You’re not rewriting history based on what happened.

You’re comparing reality to your prior beliefs.

That’s how learning actually happens.

Most people skip this step. They just move on to the next decision, carrying all their biases with them.


Q: So how should people think about uncertainty without becoming passive? Because there’s a difference between humility and paralysis.

Annie: Great question.

Uncertainty doesn’t mean inaction. It means probabilistic action.

You’re never going to have perfect information. Never.

If you wait until you’re certain, you’ll never move.

But here’s the shift: Instead of asking “Am I sure?” you ask “Given the odds and the stakes, is this worth betting on?”

Sometimes a 50/50 bet is worth taking if the upside is huge and the downside is manageable.

Sometimes even a 70% chance isn’t worth it if the downside would destroy you.

The question isn’t “Am I certain?”

The question is “Given what I know, given the probabilities, given what’s at stake, is this a good bet?”

And then you act.

You make the best decision you can with the information you have, knowing you might be wrong, but also knowing that waiting for certainty is itself a decision, and usually not a good one.


Q: Let’s make this practical. How does probabilistic thinking apply to business and sales?

Annie: Let’s take sales since that’s what a lot of your readers do.

Most salespeople think: “Did I close this deal or not?”

Binary. Yes or no. Win or loss.

But probabilistic thinking looks completely different.

Now you’re not trying to close everyone, you’re trying to improve the odds with each interaction.

You start to notice patterns:

  • “When I lead with social proof, my close rate goes from 30% to 45%.”
  • “When I talk to decision-makers instead of gatekeepers, my odds double.”
  • “When I follow up within 24 hours, I’m 20% more likely to close than if I wait three days.”

You’re building a mental model of what actually moves the needle.

And here’s the psychological shift: You stop taking individual losses personally.

You’re playing a probabilistic game, and you’re getting better at the odds with each iteration.

And, by the way:

A sales call can be GREAT, even with a bad outcome.

Again, judge the process being used, not the outcome.

Actually, the best way to assess the quality of salespeople is by seeing their best unsuccessful cases, which also avoids survivorship bias.

Q: That reframe is powerful.

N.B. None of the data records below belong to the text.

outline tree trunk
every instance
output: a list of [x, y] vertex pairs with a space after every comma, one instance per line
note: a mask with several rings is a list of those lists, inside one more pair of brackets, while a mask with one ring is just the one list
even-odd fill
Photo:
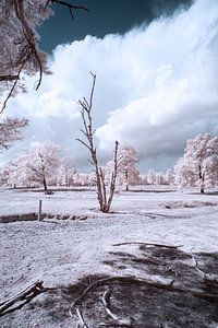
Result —
[[45, 194], [47, 194], [48, 192], [48, 188], [47, 188], [47, 183], [46, 183], [46, 178], [44, 177], [44, 191], [45, 191]]

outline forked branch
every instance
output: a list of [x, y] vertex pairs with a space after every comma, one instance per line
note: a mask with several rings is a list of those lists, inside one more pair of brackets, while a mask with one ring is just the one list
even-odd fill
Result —
[[85, 141], [82, 139], [76, 139], [84, 147], [86, 147], [90, 153], [89, 162], [94, 166], [95, 175], [96, 175], [96, 186], [97, 186], [97, 199], [100, 206], [100, 211], [108, 213], [110, 211], [114, 189], [116, 189], [116, 179], [118, 173], [118, 141], [116, 141], [114, 147], [114, 155], [113, 155], [113, 172], [111, 174], [109, 186], [106, 184], [105, 174], [102, 167], [98, 164], [98, 154], [97, 148], [95, 145], [94, 136], [95, 129], [93, 128], [93, 97], [96, 85], [96, 74], [92, 73], [93, 77], [93, 85], [90, 89], [89, 101], [86, 97], [83, 97], [82, 101], [78, 101], [80, 106], [82, 107], [81, 117], [83, 121], [84, 129], [81, 129]]

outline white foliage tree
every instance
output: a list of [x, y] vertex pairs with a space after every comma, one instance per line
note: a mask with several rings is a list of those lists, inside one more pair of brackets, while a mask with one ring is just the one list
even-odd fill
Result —
[[28, 124], [25, 118], [0, 118], [0, 151], [10, 148], [15, 141], [22, 140], [22, 131]]
[[70, 157], [61, 159], [60, 167], [58, 169], [58, 184], [70, 187], [74, 184], [76, 169]]
[[187, 140], [184, 156], [174, 167], [175, 183], [180, 187], [199, 186], [203, 194], [205, 187], [218, 184], [218, 137], [198, 134]]
[[41, 184], [48, 192], [48, 180], [52, 178], [59, 166], [59, 147], [53, 142], [45, 142], [28, 152], [27, 168], [31, 171], [32, 181]]
[[52, 142], [45, 142], [20, 155], [8, 167], [8, 184], [29, 186], [43, 185], [48, 192], [48, 181], [53, 179], [59, 166], [59, 148]]
[[[132, 145], [125, 144], [118, 151], [118, 185], [125, 185], [129, 190], [130, 185], [136, 185], [140, 181], [140, 172], [136, 168], [137, 155]], [[109, 177], [112, 169], [112, 161], [105, 167], [106, 177]]]

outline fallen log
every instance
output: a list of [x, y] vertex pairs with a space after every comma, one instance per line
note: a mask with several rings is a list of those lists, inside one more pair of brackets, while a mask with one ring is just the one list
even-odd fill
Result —
[[10, 311], [10, 308], [19, 302], [23, 302], [24, 304], [41, 292], [45, 292], [47, 289], [43, 286], [43, 281], [37, 280], [33, 284], [28, 285], [23, 291], [19, 292], [14, 296], [3, 301], [0, 303], [0, 316], [3, 316], [5, 313]]

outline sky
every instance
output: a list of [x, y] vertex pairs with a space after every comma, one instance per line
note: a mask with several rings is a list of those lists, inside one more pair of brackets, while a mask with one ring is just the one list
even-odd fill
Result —
[[[78, 3], [75, 2], [75, 3]], [[131, 144], [141, 172], [173, 167], [186, 139], [218, 134], [218, 1], [83, 1], [90, 12], [56, 7], [38, 31], [51, 75], [39, 91], [8, 104], [8, 115], [31, 120], [25, 140], [1, 154], [1, 163], [44, 141], [60, 145], [78, 171], [88, 153], [75, 140], [82, 120], [77, 101], [97, 74], [93, 118], [102, 164], [114, 140]]]

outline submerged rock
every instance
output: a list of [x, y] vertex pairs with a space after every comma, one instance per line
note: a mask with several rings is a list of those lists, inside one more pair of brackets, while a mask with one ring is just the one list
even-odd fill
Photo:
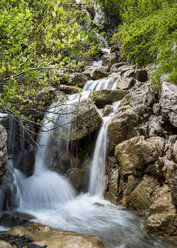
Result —
[[33, 224], [27, 228], [14, 227], [8, 232], [10, 235], [26, 236], [39, 247], [47, 248], [108, 248], [100, 238], [87, 234], [77, 234], [69, 231], [54, 231], [51, 227]]
[[97, 130], [102, 123], [95, 105], [88, 101], [78, 105], [71, 124], [71, 132], [68, 141], [81, 140], [93, 131]]
[[117, 89], [121, 90], [127, 90], [133, 87], [133, 85], [136, 83], [136, 80], [134, 78], [118, 78], [116, 80], [116, 86]]
[[0, 125], [0, 185], [7, 170], [7, 162], [7, 133], [5, 128]]
[[163, 82], [159, 101], [161, 115], [164, 120], [169, 120], [171, 125], [177, 127], [177, 86]]
[[91, 94], [94, 103], [98, 107], [120, 101], [128, 92], [126, 90], [100, 90]]

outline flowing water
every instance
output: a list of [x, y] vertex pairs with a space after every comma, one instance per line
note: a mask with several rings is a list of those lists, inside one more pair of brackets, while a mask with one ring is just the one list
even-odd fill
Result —
[[[90, 90], [101, 89], [115, 89], [115, 79], [110, 77], [88, 81], [83, 89], [82, 99], [88, 97]], [[39, 135], [40, 146], [36, 150], [33, 176], [25, 178], [15, 169], [18, 211], [32, 214], [36, 217], [34, 221], [50, 225], [54, 229], [98, 235], [110, 248], [168, 247], [160, 241], [152, 240], [145, 233], [142, 220], [103, 198], [107, 126], [119, 102], [113, 104], [113, 111], [109, 116], [103, 117], [90, 164], [87, 193], [76, 196], [66, 178], [50, 170], [47, 148], [51, 144], [54, 127], [61, 127], [57, 146], [67, 150], [68, 142], [61, 139], [60, 135], [62, 132], [66, 137], [69, 135], [73, 110], [79, 101], [79, 96], [73, 95], [65, 105], [58, 106], [55, 103], [50, 107], [43, 123], [43, 132]], [[100, 110], [98, 111], [101, 115]]]

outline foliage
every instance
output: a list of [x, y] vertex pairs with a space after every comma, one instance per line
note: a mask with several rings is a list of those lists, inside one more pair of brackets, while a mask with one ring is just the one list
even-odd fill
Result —
[[118, 2], [117, 13], [122, 25], [118, 27], [111, 42], [120, 45], [122, 58], [141, 66], [156, 62], [158, 68], [152, 77], [154, 85], [159, 84], [160, 76], [164, 74], [169, 75], [170, 82], [177, 83], [177, 55], [174, 50], [177, 44], [177, 1]]
[[168, 81], [177, 84], [177, 30], [160, 48], [159, 66], [152, 75], [153, 86], [158, 86], [160, 77], [168, 75]]
[[132, 23], [123, 23], [112, 42], [120, 42], [122, 57], [140, 65], [153, 62], [159, 46], [177, 28], [177, 5], [153, 12]]
[[123, 0], [97, 0], [97, 2], [110, 14], [120, 19], [120, 6]]
[[98, 53], [87, 22], [70, 0], [0, 1], [0, 112], [34, 121], [58, 71]]

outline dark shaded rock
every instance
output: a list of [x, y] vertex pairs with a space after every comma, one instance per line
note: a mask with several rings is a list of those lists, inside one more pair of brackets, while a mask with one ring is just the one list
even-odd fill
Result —
[[101, 78], [105, 78], [108, 76], [107, 67], [95, 67], [94, 70], [91, 72], [91, 78], [94, 80], [98, 80]]
[[87, 77], [83, 73], [76, 72], [74, 74], [71, 74], [70, 81], [68, 84], [72, 86], [78, 85], [82, 88], [87, 82], [87, 80]]
[[126, 90], [100, 90], [92, 94], [92, 99], [98, 107], [120, 101], [128, 92]]
[[103, 116], [107, 116], [112, 112], [112, 106], [111, 105], [106, 105], [102, 111]]
[[[47, 246], [39, 246], [39, 245], [35, 245], [33, 244], [32, 242], [34, 240], [32, 240], [31, 238], [23, 235], [23, 236], [20, 236], [20, 235], [10, 235], [10, 234], [0, 234], [0, 240], [5, 240], [7, 241], [8, 243], [10, 243], [10, 245], [12, 245], [14, 247], [17, 247], [17, 248], [47, 248]], [[9, 246], [9, 247], [12, 247], [12, 246]], [[4, 248], [9, 248], [8, 246], [5, 246]], [[1, 248], [3, 248], [1, 246]]]
[[110, 71], [111, 72], [118, 72], [118, 68], [121, 67], [121, 66], [124, 66], [125, 64], [126, 64], [125, 62], [115, 63], [114, 65], [111, 66]]
[[136, 70], [133, 77], [140, 82], [146, 82], [148, 80], [148, 72], [146, 69]]
[[79, 93], [80, 88], [75, 86], [60, 84], [59, 90], [63, 91], [66, 94], [74, 94], [74, 93]]
[[115, 54], [108, 54], [103, 58], [102, 65], [111, 67], [117, 62], [117, 56]]
[[117, 89], [127, 90], [133, 87], [136, 83], [134, 78], [118, 78], [116, 80], [116, 87]]
[[6, 227], [29, 226], [35, 217], [24, 213], [3, 213], [0, 216], [0, 225]]
[[7, 133], [5, 128], [0, 125], [0, 185], [7, 170], [7, 161]]
[[72, 121], [68, 141], [81, 140], [97, 130], [102, 123], [95, 105], [88, 101], [82, 102], [77, 108]]
[[163, 120], [169, 121], [177, 127], [177, 86], [163, 82], [160, 97], [161, 115]]

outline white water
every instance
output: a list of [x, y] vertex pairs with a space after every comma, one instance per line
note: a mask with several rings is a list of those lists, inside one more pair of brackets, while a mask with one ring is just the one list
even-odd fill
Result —
[[[112, 78], [89, 81], [85, 85], [82, 98], [88, 97], [90, 90], [114, 89]], [[78, 233], [98, 235], [111, 248], [151, 248], [164, 247], [160, 242], [151, 240], [143, 231], [143, 224], [121, 207], [112, 205], [103, 199], [104, 170], [106, 162], [106, 130], [113, 112], [119, 103], [113, 104], [113, 112], [103, 118], [98, 133], [93, 159], [90, 164], [89, 190], [86, 194], [76, 196], [67, 180], [49, 169], [49, 150], [54, 126], [63, 126], [61, 130], [69, 135], [73, 108], [78, 97], [73, 95], [65, 106], [52, 105], [43, 123], [43, 132], [38, 143], [43, 148], [36, 151], [34, 175], [25, 178], [15, 170], [20, 206], [18, 211], [30, 213], [34, 221], [52, 226], [55, 229], [70, 230]], [[70, 114], [68, 114], [70, 113]], [[68, 143], [60, 139], [58, 147], [68, 149]], [[3, 229], [3, 227], [2, 227]]]
[[[109, 116], [103, 117], [94, 149], [93, 159], [90, 165], [89, 193], [103, 198], [104, 174], [107, 154], [107, 127], [114, 112], [118, 109], [120, 102], [113, 104], [113, 111]], [[101, 114], [101, 113], [100, 113]]]

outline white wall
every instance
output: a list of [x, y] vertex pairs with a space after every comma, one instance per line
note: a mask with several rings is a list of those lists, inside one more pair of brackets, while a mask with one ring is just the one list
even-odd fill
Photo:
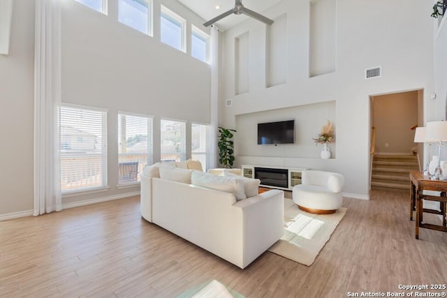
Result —
[[0, 55], [0, 214], [33, 209], [34, 1], [15, 1]]
[[[154, 158], [160, 157], [161, 118], [210, 123], [210, 66], [159, 41], [161, 2], [203, 28], [203, 20], [175, 0], [154, 1], [154, 37], [117, 22], [117, 4], [108, 15], [74, 0], [62, 1], [62, 102], [108, 110], [108, 177], [103, 193], [63, 198], [63, 204], [116, 198], [139, 191], [117, 189], [118, 111], [154, 117]], [[10, 54], [0, 55], [0, 216], [33, 209], [34, 1], [14, 3]], [[191, 21], [191, 22], [190, 22]], [[6, 129], [7, 128], [7, 129]], [[187, 133], [187, 154], [191, 133]]]
[[[271, 88], [265, 86], [265, 26], [251, 20], [224, 32], [219, 124], [238, 129], [237, 115], [335, 100], [336, 158], [323, 163], [303, 158], [297, 153], [285, 163], [339, 172], [346, 178], [346, 193], [367, 198], [369, 96], [423, 89], [425, 117], [432, 117], [435, 110], [436, 103], [427, 99], [434, 90], [431, 5], [418, 0], [338, 0], [336, 6], [336, 71], [312, 78], [309, 77], [309, 1], [284, 0], [262, 12], [270, 18], [287, 13], [287, 82]], [[235, 96], [234, 38], [247, 31], [249, 91]], [[382, 76], [365, 80], [365, 68], [378, 66], [382, 67]], [[233, 106], [225, 107], [228, 98], [233, 99]], [[308, 129], [318, 131], [320, 128], [309, 124]], [[237, 156], [236, 163], [250, 160], [262, 163], [284, 161], [268, 156], [244, 156], [243, 161]]]
[[436, 87], [437, 109], [434, 121], [447, 120], [445, 118], [447, 100], [447, 17], [443, 17], [439, 27], [434, 23], [434, 84]]
[[[303, 158], [320, 158], [323, 146], [316, 144], [312, 138], [318, 137], [321, 128], [326, 124], [328, 120], [334, 124], [337, 122], [335, 110], [335, 101], [329, 101], [237, 115], [237, 131], [235, 134], [235, 142], [237, 146], [235, 154], [239, 156], [239, 161], [241, 163], [244, 156], [261, 158], [270, 156], [284, 160], [297, 156]], [[258, 123], [286, 120], [295, 120], [295, 142], [293, 144], [258, 144]], [[309, 127], [311, 125], [317, 128], [309, 130]], [[337, 127], [335, 127], [335, 134], [337, 135]], [[337, 135], [335, 138], [337, 139]], [[329, 147], [332, 151], [332, 158], [335, 158], [337, 156], [337, 142], [330, 144]], [[265, 163], [261, 165], [265, 165]], [[266, 165], [290, 166], [291, 165]]]

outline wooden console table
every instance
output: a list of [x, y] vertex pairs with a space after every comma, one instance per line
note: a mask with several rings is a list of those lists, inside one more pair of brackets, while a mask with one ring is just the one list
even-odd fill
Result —
[[[416, 212], [416, 238], [419, 239], [419, 228], [437, 230], [447, 232], [446, 216], [447, 205], [447, 180], [432, 180], [427, 175], [424, 175], [419, 171], [410, 171], [411, 180], [411, 207], [410, 220], [413, 221], [413, 211]], [[441, 196], [424, 195], [423, 191], [440, 191]], [[424, 209], [423, 200], [439, 202], [441, 211]], [[432, 213], [442, 216], [442, 225], [423, 223], [423, 214]]]

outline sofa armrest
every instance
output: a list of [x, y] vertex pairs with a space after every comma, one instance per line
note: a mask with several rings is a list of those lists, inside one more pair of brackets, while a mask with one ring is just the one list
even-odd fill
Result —
[[149, 223], [152, 222], [152, 178], [142, 173], [140, 176], [140, 203], [141, 216]]
[[243, 216], [244, 267], [253, 262], [282, 237], [284, 192], [266, 191], [237, 202]]
[[344, 184], [344, 177], [338, 173], [330, 173], [328, 178], [328, 188], [334, 193], [341, 193]]

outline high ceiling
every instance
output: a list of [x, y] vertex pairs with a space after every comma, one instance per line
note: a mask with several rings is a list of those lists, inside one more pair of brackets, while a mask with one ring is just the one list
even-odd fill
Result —
[[[235, 6], [235, 0], [178, 0], [179, 2], [193, 10], [205, 21], [208, 21], [219, 15], [232, 9]], [[247, 8], [263, 14], [268, 7], [281, 0], [242, 0], [242, 4]], [[219, 6], [219, 9], [216, 9]], [[265, 15], [269, 17], [269, 15]], [[226, 30], [249, 17], [245, 15], [230, 15], [217, 22], [217, 24], [221, 30]]]

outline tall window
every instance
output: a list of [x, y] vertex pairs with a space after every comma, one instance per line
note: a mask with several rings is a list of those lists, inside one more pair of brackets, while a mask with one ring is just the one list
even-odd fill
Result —
[[207, 160], [208, 159], [208, 139], [210, 130], [210, 125], [192, 124], [191, 127], [191, 157], [199, 161], [202, 167], [207, 170]]
[[160, 33], [162, 42], [185, 52], [185, 23], [184, 18], [161, 6]]
[[205, 63], [210, 63], [210, 36], [195, 26], [191, 27], [191, 55]]
[[107, 186], [107, 113], [64, 105], [60, 110], [62, 193]]
[[118, 114], [118, 184], [140, 181], [143, 167], [152, 163], [152, 119]]
[[90, 8], [102, 13], [107, 13], [107, 0], [75, 0]]
[[152, 1], [118, 0], [118, 21], [152, 36]]
[[186, 153], [186, 124], [161, 119], [161, 160], [184, 161]]

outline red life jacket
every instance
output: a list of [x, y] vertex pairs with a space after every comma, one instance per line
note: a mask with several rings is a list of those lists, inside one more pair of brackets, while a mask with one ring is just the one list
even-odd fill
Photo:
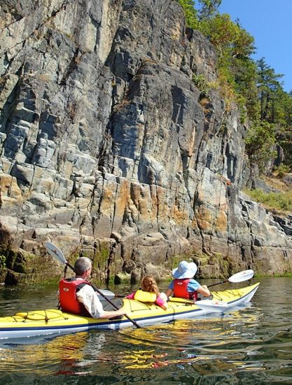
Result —
[[59, 282], [59, 300], [62, 312], [91, 317], [85, 307], [78, 300], [76, 297], [77, 291], [84, 285], [90, 285], [90, 284], [84, 279], [76, 278], [62, 279]]
[[196, 301], [197, 300], [197, 290], [188, 291], [188, 284], [190, 278], [183, 279], [174, 279], [174, 296], [186, 300]]

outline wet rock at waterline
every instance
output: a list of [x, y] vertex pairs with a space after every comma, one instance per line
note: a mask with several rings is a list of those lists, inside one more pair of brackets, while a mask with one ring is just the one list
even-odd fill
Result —
[[46, 240], [102, 280], [163, 278], [178, 255], [203, 276], [291, 271], [291, 221], [240, 192], [246, 127], [192, 81], [216, 81], [216, 56], [176, 1], [4, 0], [0, 18], [4, 279], [43, 279], [6, 262]]

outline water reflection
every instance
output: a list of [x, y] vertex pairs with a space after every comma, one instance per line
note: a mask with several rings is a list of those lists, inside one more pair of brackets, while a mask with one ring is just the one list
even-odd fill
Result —
[[[4, 343], [0, 383], [291, 384], [291, 289], [290, 279], [265, 279], [249, 306], [224, 316]], [[44, 294], [25, 293], [26, 307], [52, 307], [39, 306], [51, 301]]]

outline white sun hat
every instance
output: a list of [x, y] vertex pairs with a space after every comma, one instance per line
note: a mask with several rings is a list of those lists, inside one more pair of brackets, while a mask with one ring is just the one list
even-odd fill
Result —
[[195, 262], [182, 260], [179, 262], [179, 267], [172, 270], [172, 275], [176, 279], [193, 278], [197, 272], [197, 265]]

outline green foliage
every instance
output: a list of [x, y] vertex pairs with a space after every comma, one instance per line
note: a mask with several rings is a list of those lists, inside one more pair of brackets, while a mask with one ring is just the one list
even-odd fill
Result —
[[6, 267], [6, 257], [0, 254], [0, 271]]
[[246, 150], [251, 162], [256, 163], [263, 172], [265, 164], [274, 157], [274, 125], [268, 122], [256, 120], [251, 123], [245, 139]]
[[188, 27], [195, 29], [197, 24], [197, 10], [193, 0], [177, 0], [183, 9], [186, 22]]
[[[282, 75], [262, 58], [255, 62], [254, 38], [226, 13], [220, 14], [221, 0], [177, 0], [183, 7], [188, 27], [200, 31], [214, 46], [218, 54], [218, 89], [228, 111], [233, 102], [241, 111], [241, 120], [250, 124], [246, 151], [251, 162], [263, 166], [279, 143], [284, 150], [284, 162], [292, 167], [292, 91], [286, 92]], [[210, 85], [200, 74], [193, 81], [207, 94]], [[275, 131], [274, 127], [277, 128]]]
[[292, 211], [292, 191], [285, 192], [264, 192], [255, 189], [245, 191], [253, 200], [261, 203], [270, 209]]

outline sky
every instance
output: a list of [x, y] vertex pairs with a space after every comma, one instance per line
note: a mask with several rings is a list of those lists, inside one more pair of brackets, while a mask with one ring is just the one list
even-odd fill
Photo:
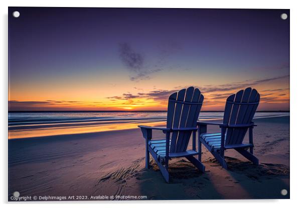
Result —
[[9, 110], [165, 110], [190, 86], [202, 110], [248, 86], [289, 110], [289, 10], [10, 7], [9, 59]]

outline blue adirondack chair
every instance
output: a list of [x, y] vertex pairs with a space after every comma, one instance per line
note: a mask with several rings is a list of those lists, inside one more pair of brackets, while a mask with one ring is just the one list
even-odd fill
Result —
[[[191, 86], [173, 93], [169, 98], [167, 127], [139, 126], [145, 139], [145, 168], [149, 168], [149, 153], [158, 164], [166, 181], [169, 182], [169, 161], [173, 158], [185, 157], [202, 172], [205, 166], [194, 156], [196, 148], [197, 122], [204, 100], [199, 89]], [[161, 130], [164, 140], [152, 140], [152, 130]], [[192, 150], [187, 150], [193, 132]]]
[[[202, 144], [226, 169], [227, 165], [224, 160], [224, 150], [227, 149], [235, 149], [254, 164], [258, 164], [258, 159], [253, 154], [253, 128], [256, 125], [252, 120], [259, 100], [260, 95], [256, 90], [252, 90], [250, 88], [244, 90], [242, 90], [227, 99], [223, 124], [197, 122], [200, 161], [201, 161]], [[219, 126], [221, 132], [207, 134], [207, 125]], [[243, 144], [248, 130], [249, 143]], [[249, 148], [249, 152], [246, 150], [247, 148]]]

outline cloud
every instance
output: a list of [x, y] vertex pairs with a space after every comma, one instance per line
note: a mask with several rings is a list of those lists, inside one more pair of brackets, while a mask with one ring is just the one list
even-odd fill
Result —
[[49, 104], [51, 103], [49, 101], [18, 101], [18, 100], [9, 100], [9, 104]]
[[124, 96], [124, 98], [128, 100], [128, 99], [133, 99], [133, 98], [136, 98], [139, 97], [139, 96], [134, 96], [131, 93], [128, 94], [123, 94], [123, 96]]
[[[162, 42], [158, 48], [157, 60], [146, 62], [145, 56], [134, 50], [130, 44], [126, 42], [119, 44], [119, 57], [122, 63], [129, 71], [130, 80], [138, 82], [140, 80], [148, 80], [152, 78], [150, 74], [164, 70], [179, 68], [180, 66], [167, 66], [169, 58], [179, 50], [181, 48], [179, 44], [171, 40]], [[183, 69], [188, 70], [190, 69]]]
[[[207, 104], [213, 105], [218, 104], [224, 104], [226, 98], [231, 95], [232, 93], [235, 92], [237, 90], [239, 89], [244, 89], [247, 87], [263, 83], [266, 83], [268, 82], [278, 80], [279, 79], [287, 78], [289, 76], [275, 76], [270, 78], [266, 78], [260, 80], [246, 80], [243, 82], [231, 82], [227, 84], [220, 84], [217, 86], [196, 86], [199, 88], [202, 93], [204, 95], [206, 94], [205, 100], [207, 102]], [[169, 96], [177, 91], [184, 88], [188, 88], [190, 86], [177, 86], [174, 88], [174, 90], [160, 90], [158, 89], [149, 92], [138, 92], [136, 94], [133, 94], [131, 92], [123, 94], [121, 96], [114, 96], [112, 97], [108, 97], [107, 98], [115, 98], [117, 100], [132, 100], [133, 98], [145, 98], [147, 100], [153, 100], [157, 102], [167, 102]], [[263, 102], [272, 102], [272, 100], [277, 100], [277, 102], [281, 102], [286, 100], [280, 100], [278, 97], [275, 96], [267, 96], [274, 94], [273, 93], [270, 93], [271, 92], [274, 91], [281, 91], [285, 89], [273, 89], [263, 90], [263, 92], [269, 92], [267, 94], [261, 93], [261, 101]], [[233, 92], [232, 92], [233, 91]], [[284, 94], [283, 95], [285, 95]]]
[[139, 72], [141, 70], [143, 64], [143, 56], [134, 52], [128, 44], [120, 44], [119, 52], [121, 60], [128, 69], [134, 72]]

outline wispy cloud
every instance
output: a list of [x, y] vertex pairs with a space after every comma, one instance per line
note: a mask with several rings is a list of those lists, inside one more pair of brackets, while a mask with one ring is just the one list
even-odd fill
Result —
[[[181, 47], [176, 42], [171, 40], [164, 42], [158, 48], [157, 60], [146, 61], [146, 57], [142, 53], [134, 50], [129, 44], [124, 42], [119, 44], [119, 57], [130, 72], [129, 78], [132, 81], [151, 79], [151, 74], [167, 69], [170, 70], [180, 68], [180, 66], [169, 66], [169, 58]], [[183, 70], [189, 70], [188, 68]]]

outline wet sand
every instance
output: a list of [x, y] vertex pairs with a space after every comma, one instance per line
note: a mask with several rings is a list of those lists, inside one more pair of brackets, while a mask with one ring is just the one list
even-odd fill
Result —
[[[88, 200], [105, 195], [147, 200], [288, 198], [289, 118], [254, 121], [259, 166], [230, 150], [225, 170], [204, 147], [206, 172], [185, 158], [174, 159], [169, 184], [154, 161], [152, 168], [144, 170], [144, 140], [138, 128], [9, 140], [9, 200], [15, 191], [21, 196], [81, 196]], [[154, 138], [164, 136], [161, 132], [154, 134]], [[288, 190], [286, 196], [280, 194], [282, 189]]]

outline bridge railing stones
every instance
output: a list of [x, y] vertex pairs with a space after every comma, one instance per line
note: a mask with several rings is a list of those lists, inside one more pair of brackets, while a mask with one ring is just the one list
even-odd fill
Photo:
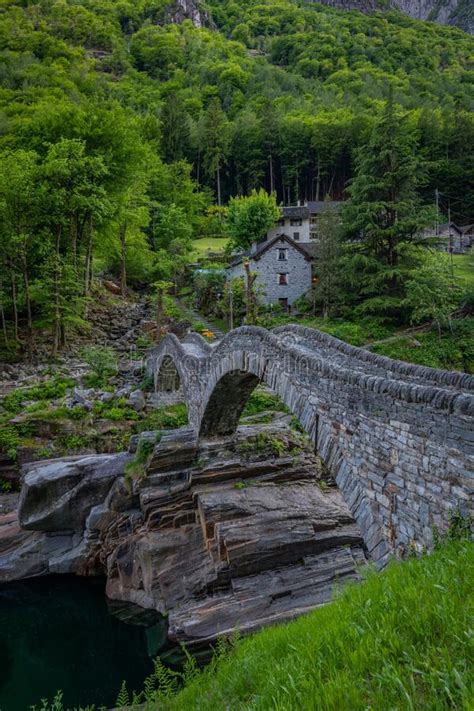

But why is “expected value” more important than being right?

Annie: Because life isn’t about maximizing how often you’re right.

It’s about maximizing the value of your outcomes over time.

Let me give you a concrete example that makes this crystal clear:

Option A: 90% chance of making $1,000
Option B: 10% chance of making $100,000

Most people instinctively pick Option A because they want to “be right” and 90% feels safe.

But let’s do the math:

  • Option A expected value: 0.9 × $1,000 = $900
  • Option B expected value: 0.1 × $100,000 = $10,000

Option B is worth more than 10x as much, even though you’ll “lose” 90% of the time.

This is how the best investors think. How the best entrepreneurs think.

They’re not trying to win every bet. They’re trying to make bets where the expected value is massively in their favor, even if most individual attempts fail.

Venture capitalists know nine out of ten investments will fail. But the one that hits can return 100x.

That’s not lucky. That’s expected value thinking.